Aachen: Im Januar wird der Verkehr im Kreuz wieder neu geführt

Aachen: Im Januar wird der Verkehr im Kreuz wieder neu geführt

Die Fortschritte in der Dauerbaustelle im Autobahnkreuz Aachen sind unübersehbar. Der dreispurige Ausbau der A44 in beide Fahrtrichtungen südlich des Kreuzes über etwa 1,5 Kilometer nimmt Formen an — vor allem auf der Seite Richtung Düsseldorf. Der Erdwall neben der Autobahn hat überall die maximale Höhe erreicht.

Der Flechtzaun auf dem Erdwall, der später im Untergrund verschwindet, ist weitgehend befestigt. Und noch kurz vor dem großen Regen von Freitag ist die Deckschicht auf der Hälfte der Ausbaustrecke in Fahrtrichtung Düsseldorf aufgebracht worden. „Mitte Januar wird der Verkehr hier fließen“, sagt Projektleiter Ernst Gombert von Straßen.NRW.

Erst wenn der Verkehr auf die neue Trasse umgeleitet werden kann, kann auf der Gegenfahrbahn der Ausbau vorangetrieben werden. Im Sommer 2015 soll dieser Bauabschnitt fertig sein. „Es sei denn, das Wetter macht uns einen Strich durch die Rechnung“, sagt Michael Schlaeger, Bauüberwachung. 5,5 Millionen Euro kostet dieser Teilabschnitt des Kreuzumbaus.

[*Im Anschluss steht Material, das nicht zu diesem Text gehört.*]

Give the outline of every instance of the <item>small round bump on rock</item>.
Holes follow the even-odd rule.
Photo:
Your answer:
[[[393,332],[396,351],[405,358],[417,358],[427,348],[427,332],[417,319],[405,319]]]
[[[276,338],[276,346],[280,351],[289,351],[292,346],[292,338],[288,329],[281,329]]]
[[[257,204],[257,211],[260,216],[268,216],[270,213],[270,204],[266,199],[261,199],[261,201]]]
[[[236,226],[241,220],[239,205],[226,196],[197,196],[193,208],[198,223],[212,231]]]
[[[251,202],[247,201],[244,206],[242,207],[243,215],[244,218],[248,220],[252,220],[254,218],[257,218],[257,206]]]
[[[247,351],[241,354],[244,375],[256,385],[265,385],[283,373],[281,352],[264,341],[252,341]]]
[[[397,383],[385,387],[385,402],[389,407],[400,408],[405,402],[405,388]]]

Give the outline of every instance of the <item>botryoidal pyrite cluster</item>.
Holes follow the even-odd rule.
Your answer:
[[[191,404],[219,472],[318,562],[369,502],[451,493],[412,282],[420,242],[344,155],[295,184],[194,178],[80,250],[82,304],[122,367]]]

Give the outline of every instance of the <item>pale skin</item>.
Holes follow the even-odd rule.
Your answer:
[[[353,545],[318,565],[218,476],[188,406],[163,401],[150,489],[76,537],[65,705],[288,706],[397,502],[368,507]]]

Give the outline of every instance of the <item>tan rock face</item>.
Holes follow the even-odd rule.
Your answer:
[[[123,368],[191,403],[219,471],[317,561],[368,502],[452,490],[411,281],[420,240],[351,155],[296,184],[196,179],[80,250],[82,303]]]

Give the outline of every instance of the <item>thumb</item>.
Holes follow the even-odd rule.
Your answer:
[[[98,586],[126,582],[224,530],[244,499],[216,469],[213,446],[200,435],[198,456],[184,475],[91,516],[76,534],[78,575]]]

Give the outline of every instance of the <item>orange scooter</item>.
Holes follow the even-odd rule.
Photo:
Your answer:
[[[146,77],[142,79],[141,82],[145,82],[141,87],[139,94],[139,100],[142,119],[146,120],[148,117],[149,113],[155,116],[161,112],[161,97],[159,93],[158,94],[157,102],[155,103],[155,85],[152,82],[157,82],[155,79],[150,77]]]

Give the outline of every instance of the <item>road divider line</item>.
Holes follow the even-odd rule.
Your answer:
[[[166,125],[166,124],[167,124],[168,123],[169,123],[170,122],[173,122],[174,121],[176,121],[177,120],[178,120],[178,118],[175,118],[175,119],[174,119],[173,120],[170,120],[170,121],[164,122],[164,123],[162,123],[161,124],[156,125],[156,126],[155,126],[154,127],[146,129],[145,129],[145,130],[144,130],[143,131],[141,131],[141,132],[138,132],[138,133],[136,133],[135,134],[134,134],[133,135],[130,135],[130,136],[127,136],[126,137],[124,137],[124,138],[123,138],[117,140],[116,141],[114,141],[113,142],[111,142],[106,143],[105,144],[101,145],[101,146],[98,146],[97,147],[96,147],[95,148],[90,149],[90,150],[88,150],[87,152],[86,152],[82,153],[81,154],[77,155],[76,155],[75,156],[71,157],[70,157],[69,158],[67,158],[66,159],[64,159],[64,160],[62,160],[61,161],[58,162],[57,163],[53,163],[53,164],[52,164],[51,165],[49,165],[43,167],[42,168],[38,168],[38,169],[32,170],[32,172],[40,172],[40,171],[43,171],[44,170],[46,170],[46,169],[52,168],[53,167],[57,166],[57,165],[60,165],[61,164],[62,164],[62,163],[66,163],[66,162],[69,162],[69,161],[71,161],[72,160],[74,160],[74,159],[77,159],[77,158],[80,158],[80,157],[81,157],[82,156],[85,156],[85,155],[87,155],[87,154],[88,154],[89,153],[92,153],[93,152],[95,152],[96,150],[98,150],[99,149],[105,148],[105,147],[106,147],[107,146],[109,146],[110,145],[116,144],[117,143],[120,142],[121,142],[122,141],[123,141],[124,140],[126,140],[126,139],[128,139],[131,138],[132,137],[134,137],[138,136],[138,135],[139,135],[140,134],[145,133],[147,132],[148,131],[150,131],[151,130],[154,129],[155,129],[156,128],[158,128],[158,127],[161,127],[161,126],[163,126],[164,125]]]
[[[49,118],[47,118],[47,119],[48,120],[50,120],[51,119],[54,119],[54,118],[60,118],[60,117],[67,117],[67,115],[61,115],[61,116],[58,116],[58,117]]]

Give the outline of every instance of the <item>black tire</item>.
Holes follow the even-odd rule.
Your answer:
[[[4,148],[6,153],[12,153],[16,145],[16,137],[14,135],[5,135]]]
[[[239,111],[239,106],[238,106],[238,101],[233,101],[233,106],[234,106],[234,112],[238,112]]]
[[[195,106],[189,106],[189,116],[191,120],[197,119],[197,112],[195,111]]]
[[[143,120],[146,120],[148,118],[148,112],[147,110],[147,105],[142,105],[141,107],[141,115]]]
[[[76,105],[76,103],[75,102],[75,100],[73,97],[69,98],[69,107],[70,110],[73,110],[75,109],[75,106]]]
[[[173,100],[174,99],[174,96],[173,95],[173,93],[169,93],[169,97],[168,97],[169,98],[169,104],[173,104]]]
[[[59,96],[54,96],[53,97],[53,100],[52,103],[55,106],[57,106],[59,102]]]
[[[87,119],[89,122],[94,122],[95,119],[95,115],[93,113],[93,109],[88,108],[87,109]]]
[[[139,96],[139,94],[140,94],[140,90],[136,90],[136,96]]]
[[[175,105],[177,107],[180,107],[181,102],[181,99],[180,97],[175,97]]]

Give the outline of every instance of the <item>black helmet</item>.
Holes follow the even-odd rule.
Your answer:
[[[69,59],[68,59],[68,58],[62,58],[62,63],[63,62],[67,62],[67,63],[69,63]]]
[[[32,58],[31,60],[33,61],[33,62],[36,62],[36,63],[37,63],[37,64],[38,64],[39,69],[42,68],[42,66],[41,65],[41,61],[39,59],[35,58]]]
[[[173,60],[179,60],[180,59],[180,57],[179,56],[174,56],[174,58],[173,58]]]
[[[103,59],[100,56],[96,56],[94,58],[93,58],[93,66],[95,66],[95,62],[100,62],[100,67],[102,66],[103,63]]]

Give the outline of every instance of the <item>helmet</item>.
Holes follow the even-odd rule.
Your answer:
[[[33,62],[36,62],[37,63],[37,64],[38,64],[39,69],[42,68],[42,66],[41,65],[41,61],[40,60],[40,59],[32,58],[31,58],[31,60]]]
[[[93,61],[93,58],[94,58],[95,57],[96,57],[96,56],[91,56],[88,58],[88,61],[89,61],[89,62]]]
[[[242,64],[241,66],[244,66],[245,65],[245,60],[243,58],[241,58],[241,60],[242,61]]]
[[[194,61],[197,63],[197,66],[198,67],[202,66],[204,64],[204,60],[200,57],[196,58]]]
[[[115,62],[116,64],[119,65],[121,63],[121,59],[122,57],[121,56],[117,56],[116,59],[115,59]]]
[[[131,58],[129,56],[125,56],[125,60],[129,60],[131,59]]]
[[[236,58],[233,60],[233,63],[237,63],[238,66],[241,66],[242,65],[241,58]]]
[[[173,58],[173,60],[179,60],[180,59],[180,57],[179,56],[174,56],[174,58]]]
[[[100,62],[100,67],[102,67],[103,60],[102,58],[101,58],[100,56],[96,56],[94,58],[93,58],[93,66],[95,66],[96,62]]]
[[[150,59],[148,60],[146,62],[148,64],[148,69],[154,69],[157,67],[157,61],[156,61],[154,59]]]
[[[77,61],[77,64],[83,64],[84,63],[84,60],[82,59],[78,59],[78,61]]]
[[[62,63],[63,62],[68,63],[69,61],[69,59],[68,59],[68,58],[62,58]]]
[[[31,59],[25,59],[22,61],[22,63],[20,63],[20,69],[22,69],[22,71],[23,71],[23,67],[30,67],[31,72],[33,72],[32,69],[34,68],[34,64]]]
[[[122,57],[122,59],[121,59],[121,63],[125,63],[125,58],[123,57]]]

„Das ist verhältnismäßig kostspielig“, sagt Schlaeger, aber das habe seine Gründe: Drei ex­trem große und damit extrem teure, begehbare Schilderbrücken müssten in diesem Abschnitt gebaut werden. Die längste habe eine Spannweite von 30 Metern. Diese Maße auch für starke Stürme stabil zu bauen, sei nur mit massiven Fundamenten möglich. Da komme man schnell auf Kosten von insgesamt über 60.000 Euro.

Parallel zu den für jeden sichtbaren Bauarbeiten werden im Hintergrund die Planungen für weitere Umbauten im und um das Kreuz vorangetrieben. In Kürze wird der Auftrag erteilt, im nördlichen Bereich die neue Auffahrt von der A44 aus Düsseldorf auf die A4 Richtung Aachen und Niederlande zu bauen.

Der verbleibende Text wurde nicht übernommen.